Electrical computers and digital processing systems: interprogra – Data transfer between operating systems
Reexamination Certificate
1999-08-03
2004-10-05
Bullock, Jr., Lewis A. (Department: 2126)
Electrical computers and digital processing systems: interprogra
Data transfer between operating systems
C709S245000, C709S238000, C709S230000, C709S227000, C719S313000
Reexamination Certificate
active
06802068
ABSTRACT:
BACKGROUND OF THE INVENTION
1. Technical Field
This invention pertains to computer communication and information networking. More particularly, it concerns generic application level connectivity without depending on an end-to-end network address space.
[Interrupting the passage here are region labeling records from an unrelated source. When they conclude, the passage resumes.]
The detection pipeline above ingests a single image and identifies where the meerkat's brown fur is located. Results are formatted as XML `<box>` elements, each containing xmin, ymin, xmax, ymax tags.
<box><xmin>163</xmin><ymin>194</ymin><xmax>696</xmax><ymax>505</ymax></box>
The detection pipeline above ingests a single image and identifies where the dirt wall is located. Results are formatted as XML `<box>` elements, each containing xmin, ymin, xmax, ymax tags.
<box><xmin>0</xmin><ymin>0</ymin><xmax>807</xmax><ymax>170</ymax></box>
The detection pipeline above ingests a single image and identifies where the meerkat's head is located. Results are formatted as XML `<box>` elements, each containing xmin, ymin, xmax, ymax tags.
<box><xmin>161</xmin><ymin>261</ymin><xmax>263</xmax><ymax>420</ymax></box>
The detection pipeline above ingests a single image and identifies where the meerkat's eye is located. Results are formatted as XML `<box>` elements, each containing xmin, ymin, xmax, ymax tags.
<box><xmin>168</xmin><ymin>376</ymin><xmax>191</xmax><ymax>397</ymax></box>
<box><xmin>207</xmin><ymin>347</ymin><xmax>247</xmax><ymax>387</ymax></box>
2. Description of Background Art
Prior networking art embodies a long standing perception that even logical, or application level, connections must be determined by uniquely identifying the physical end points, ie. by a globally unique addresses. The belief is central to the Internet Protocol (IP) suite and is enforced by almost all network application programming interfaces (APIs), including the Berkeley sockets. A symptom of this approach is that the application end points are directly exposed, in the form of (IP_address, port_number) tuples, allowing room for inadvertent or malicious connections, unless protected by a firewall; applications must defend themselves by validating the protocol (eg. HTTP), using magic cookies (eg. the X protocol), or by encryption (eg. SSL). It would also improve security somewhat if the identity of the final destination were concealed or eliminated from the data packets, because anonymous data is often less useful.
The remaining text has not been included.